Cela remonte au passé, aux origines de la sociolinguistique, quand il fallait
se libérer de l’étude des systèmes linguistiques stricto sensu, mais ce n’est
plus vrai de nos jours et, d’ailleurs, cela ne l’a jamais été. Les deux
approches ne sont pas contradictoires, mais complémentaires. La
sociolinguistique ne peut pas se dispenser de faire des analyses structurales
ou, quand elle s’en dispense, elle tombe justement dans le travers de
l’idéologie. PBL range-t-il Labov parmi les « structurolinguistes »,
quand ce dernier voit la nécessité d’analyser « les conflits de structures
entre l’anglais standard et l’anglais non standard » des Noirs
américains ? Quand il se demande « dans quelle mesure une
compréhension des différences structurelles entre le VNA et la langue standard
peut-elle aider les institutrices à apprendre à lire à leurs élèves ?[7] »
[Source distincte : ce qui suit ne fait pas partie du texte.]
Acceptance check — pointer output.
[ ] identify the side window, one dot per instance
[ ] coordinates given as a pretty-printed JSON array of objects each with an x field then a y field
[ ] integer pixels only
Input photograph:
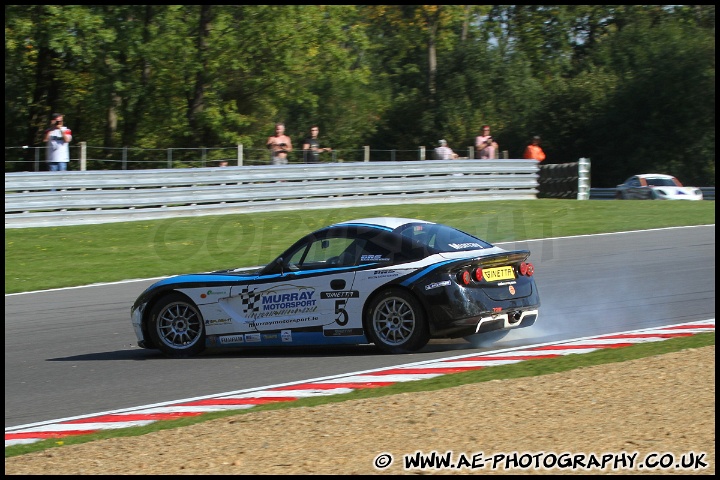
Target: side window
[
  {"x": 321, "y": 253},
  {"x": 375, "y": 253}
]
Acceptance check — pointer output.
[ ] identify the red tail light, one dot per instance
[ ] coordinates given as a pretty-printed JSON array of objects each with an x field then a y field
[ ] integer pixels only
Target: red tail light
[
  {"x": 526, "y": 269},
  {"x": 478, "y": 274}
]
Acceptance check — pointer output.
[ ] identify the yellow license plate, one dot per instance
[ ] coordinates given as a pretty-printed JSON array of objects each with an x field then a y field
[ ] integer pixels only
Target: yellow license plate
[{"x": 499, "y": 273}]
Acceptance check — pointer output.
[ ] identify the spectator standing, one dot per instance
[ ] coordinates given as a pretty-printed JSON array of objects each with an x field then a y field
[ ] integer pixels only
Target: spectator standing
[
  {"x": 312, "y": 148},
  {"x": 485, "y": 146},
  {"x": 443, "y": 152},
  {"x": 280, "y": 145},
  {"x": 57, "y": 139},
  {"x": 534, "y": 150}
]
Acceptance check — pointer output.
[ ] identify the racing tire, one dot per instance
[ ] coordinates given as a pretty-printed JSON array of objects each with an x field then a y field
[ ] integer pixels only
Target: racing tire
[
  {"x": 486, "y": 339},
  {"x": 176, "y": 327},
  {"x": 396, "y": 322}
]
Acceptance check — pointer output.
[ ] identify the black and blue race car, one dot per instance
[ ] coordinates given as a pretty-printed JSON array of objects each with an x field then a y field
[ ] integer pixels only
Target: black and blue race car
[{"x": 393, "y": 282}]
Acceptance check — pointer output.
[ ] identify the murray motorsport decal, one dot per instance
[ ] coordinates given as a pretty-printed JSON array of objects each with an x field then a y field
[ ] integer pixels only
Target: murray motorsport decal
[{"x": 299, "y": 302}]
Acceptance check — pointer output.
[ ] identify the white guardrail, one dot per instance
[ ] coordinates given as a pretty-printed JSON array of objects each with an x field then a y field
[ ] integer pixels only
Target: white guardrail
[{"x": 40, "y": 199}]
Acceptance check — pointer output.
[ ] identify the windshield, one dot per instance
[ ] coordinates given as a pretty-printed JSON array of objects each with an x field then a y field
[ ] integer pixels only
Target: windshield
[
  {"x": 660, "y": 182},
  {"x": 441, "y": 237}
]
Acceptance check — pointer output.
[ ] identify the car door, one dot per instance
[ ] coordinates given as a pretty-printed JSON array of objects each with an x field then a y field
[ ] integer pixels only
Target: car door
[
  {"x": 636, "y": 190},
  {"x": 308, "y": 294}
]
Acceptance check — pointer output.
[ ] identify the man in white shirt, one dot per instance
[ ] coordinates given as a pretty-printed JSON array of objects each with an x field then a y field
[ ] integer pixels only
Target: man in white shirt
[
  {"x": 443, "y": 152},
  {"x": 58, "y": 138}
]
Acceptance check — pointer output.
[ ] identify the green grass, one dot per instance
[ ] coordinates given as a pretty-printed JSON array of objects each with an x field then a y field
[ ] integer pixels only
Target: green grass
[
  {"x": 529, "y": 368},
  {"x": 54, "y": 257}
]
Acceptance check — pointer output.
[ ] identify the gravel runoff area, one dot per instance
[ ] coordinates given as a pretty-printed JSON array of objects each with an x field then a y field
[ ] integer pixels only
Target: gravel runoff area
[{"x": 662, "y": 405}]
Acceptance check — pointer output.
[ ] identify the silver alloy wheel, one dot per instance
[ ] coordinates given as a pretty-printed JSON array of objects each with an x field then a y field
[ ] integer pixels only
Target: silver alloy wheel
[
  {"x": 179, "y": 325},
  {"x": 393, "y": 321}
]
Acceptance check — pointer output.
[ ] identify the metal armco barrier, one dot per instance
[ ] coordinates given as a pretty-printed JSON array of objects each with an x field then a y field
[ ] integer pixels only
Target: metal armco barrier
[{"x": 39, "y": 199}]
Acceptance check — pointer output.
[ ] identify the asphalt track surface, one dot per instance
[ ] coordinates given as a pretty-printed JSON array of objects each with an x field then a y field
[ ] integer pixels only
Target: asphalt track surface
[{"x": 72, "y": 352}]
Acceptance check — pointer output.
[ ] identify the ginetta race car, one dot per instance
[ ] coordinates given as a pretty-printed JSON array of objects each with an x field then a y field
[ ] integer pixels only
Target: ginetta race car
[
  {"x": 393, "y": 282},
  {"x": 656, "y": 186}
]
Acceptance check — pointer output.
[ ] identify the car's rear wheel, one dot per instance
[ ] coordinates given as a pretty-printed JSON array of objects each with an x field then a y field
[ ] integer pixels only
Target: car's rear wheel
[
  {"x": 396, "y": 322},
  {"x": 486, "y": 339},
  {"x": 177, "y": 327}
]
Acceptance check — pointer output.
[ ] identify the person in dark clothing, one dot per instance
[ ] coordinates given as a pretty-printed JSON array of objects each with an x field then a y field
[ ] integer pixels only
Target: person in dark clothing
[{"x": 312, "y": 148}]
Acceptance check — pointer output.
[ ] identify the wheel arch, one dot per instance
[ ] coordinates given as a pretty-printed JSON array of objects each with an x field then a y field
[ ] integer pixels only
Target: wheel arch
[
  {"x": 150, "y": 304},
  {"x": 369, "y": 300}
]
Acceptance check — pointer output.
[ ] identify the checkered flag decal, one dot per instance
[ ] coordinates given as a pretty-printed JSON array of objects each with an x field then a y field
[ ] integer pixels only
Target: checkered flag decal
[{"x": 250, "y": 300}]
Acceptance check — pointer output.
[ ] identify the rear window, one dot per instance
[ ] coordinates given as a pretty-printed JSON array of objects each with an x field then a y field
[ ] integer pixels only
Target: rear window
[{"x": 442, "y": 238}]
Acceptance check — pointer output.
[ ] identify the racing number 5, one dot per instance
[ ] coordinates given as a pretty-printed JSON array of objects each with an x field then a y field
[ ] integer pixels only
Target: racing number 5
[{"x": 342, "y": 316}]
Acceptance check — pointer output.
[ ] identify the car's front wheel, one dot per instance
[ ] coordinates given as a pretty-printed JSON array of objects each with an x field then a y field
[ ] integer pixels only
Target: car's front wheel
[
  {"x": 396, "y": 322},
  {"x": 177, "y": 327}
]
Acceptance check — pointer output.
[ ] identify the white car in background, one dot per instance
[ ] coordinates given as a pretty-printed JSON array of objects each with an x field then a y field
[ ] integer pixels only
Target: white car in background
[{"x": 656, "y": 186}]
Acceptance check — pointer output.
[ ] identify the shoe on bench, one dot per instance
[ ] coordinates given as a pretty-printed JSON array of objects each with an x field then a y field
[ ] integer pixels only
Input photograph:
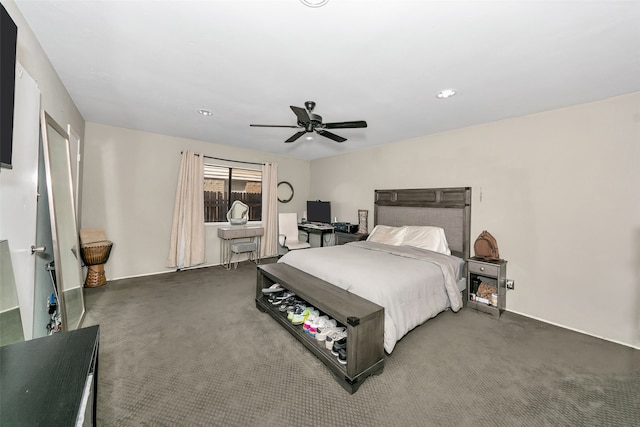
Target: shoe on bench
[{"x": 275, "y": 288}]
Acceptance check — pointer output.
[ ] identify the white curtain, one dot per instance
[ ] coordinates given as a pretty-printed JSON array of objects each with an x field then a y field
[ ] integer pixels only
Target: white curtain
[
  {"x": 187, "y": 232},
  {"x": 269, "y": 241}
]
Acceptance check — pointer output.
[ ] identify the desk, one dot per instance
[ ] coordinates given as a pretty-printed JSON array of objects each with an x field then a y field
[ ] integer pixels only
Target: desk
[
  {"x": 50, "y": 381},
  {"x": 320, "y": 231},
  {"x": 228, "y": 234}
]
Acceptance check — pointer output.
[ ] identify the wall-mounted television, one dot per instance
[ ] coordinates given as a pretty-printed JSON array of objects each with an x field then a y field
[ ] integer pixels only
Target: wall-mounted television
[
  {"x": 8, "y": 39},
  {"x": 318, "y": 211}
]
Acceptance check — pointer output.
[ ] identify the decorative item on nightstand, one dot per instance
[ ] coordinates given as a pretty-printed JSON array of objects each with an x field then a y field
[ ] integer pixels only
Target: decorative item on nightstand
[
  {"x": 486, "y": 281},
  {"x": 363, "y": 225},
  {"x": 486, "y": 247}
]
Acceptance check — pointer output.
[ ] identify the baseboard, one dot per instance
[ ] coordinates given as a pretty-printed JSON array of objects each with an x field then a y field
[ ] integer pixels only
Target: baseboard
[{"x": 574, "y": 329}]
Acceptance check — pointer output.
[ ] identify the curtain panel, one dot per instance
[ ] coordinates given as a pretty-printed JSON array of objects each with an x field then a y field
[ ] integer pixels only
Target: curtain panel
[
  {"x": 269, "y": 241},
  {"x": 187, "y": 246}
]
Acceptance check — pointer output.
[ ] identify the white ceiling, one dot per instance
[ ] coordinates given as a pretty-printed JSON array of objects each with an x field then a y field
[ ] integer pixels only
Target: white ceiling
[{"x": 150, "y": 65}]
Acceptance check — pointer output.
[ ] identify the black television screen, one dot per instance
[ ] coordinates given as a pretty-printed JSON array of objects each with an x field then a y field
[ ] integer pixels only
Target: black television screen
[
  {"x": 318, "y": 211},
  {"x": 8, "y": 38}
]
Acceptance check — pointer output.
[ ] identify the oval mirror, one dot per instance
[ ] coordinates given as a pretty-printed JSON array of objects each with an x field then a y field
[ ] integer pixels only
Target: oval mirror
[
  {"x": 285, "y": 192},
  {"x": 238, "y": 214}
]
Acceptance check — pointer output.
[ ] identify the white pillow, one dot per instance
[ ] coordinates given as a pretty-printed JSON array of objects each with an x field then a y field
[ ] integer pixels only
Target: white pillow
[
  {"x": 426, "y": 237},
  {"x": 387, "y": 235}
]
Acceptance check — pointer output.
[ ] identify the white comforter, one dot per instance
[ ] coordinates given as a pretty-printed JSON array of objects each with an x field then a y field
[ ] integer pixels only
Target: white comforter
[{"x": 413, "y": 285}]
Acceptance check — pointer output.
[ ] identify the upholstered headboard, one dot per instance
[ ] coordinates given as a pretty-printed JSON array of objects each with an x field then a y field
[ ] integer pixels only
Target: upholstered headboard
[{"x": 449, "y": 208}]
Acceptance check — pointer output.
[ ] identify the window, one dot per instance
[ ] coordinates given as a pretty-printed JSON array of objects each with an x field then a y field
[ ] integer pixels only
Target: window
[{"x": 223, "y": 185}]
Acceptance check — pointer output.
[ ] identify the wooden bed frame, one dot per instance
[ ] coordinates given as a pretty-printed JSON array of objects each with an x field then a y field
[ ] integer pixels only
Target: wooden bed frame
[{"x": 449, "y": 208}]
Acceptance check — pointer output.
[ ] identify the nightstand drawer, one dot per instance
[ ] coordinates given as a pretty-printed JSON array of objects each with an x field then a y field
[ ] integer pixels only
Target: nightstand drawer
[{"x": 482, "y": 268}]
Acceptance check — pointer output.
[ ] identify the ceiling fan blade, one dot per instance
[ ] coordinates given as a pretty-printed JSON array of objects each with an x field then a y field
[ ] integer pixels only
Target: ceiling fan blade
[
  {"x": 296, "y": 136},
  {"x": 303, "y": 116},
  {"x": 276, "y": 126},
  {"x": 330, "y": 135},
  {"x": 346, "y": 125}
]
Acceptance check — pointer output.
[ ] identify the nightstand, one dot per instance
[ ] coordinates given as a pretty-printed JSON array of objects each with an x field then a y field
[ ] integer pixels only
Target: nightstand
[
  {"x": 342, "y": 238},
  {"x": 487, "y": 285}
]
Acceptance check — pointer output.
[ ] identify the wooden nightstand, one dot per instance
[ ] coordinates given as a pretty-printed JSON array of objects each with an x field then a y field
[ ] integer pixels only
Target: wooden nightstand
[
  {"x": 493, "y": 274},
  {"x": 342, "y": 238}
]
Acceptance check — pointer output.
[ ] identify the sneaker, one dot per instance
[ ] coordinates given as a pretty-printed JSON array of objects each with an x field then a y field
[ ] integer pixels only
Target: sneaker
[
  {"x": 323, "y": 332},
  {"x": 342, "y": 356},
  {"x": 313, "y": 317},
  {"x": 286, "y": 295},
  {"x": 320, "y": 322},
  {"x": 338, "y": 345},
  {"x": 295, "y": 308},
  {"x": 298, "y": 319},
  {"x": 334, "y": 336},
  {"x": 275, "y": 288}
]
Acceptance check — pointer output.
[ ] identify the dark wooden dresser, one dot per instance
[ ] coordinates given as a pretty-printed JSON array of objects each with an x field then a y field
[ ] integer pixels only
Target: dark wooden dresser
[{"x": 50, "y": 381}]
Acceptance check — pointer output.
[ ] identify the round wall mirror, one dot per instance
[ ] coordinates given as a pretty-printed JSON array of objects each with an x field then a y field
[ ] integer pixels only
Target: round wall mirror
[{"x": 285, "y": 192}]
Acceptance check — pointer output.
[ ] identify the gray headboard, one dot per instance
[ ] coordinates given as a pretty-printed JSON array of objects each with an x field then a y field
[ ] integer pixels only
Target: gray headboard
[{"x": 449, "y": 208}]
Peut-on prendre position sur la féminisation des noms de profession sans faire
au préalable l’analyse du système morphologique du genre en français ?
Idem sur l’existence ou la non-existence d’un genre neutre en français ?
Suffit-il de dire que l’accord du participe passé avec avoir « se
fait de moins en moins » (sur la base de quelles preuves ?) pour
demander sa suppression, sans analyser le fonctionnement du système afin d’en
comprendre la logique ?
Un pamphlet
PBL m’accuse d’adopter « un ton
incontestablement vindicatif et même injurieux » (PBL, 237), d’utiliser
une « ironie superflue » (PBL, 237), etc. Il oublie que le manifeste
des LA est un pamphlet (avec le style propre à ce genre littéraire),
c’est-à-dire « un texte court, polémique et engagé, dans lequel un ou
plusieurs auteurs s’impliquent personnellement pour critiquer une personne, une
institution ou dénoncer un système idéologique afin d’éveiller les consciences
et de provoquer une réaction. » Cette définition correspond exactement au
programme annoncé par les LA, qui se résume à ceci : « Nous,
linguistes… [dénonçons] les idées fausses sur la langue… diffusées dans les
programmes scolaires, par les médias, les puristes, l’Académie française…, il y
a urgence à y répondre… notre combat est un combat démocratique »… Ils
attaquent nommément des institutions et surtout des gens (les
« puristes », les académiciens « sans aucune formation
linguistique », les lexicographes de l’Académie, qui ne sont pas
« des linguistes », mais de simples « agrégés de
lettres »). Ils clouent au pilori une dizaine de personnalités pour leurs
positions sur la langue, etc. PBL, de son côté, porte directement contre moi
une tout autre accusation : « LM est manifestement aussi mal informé
que mal intentionné. » (PBL, 239). « Mal intentionné » ?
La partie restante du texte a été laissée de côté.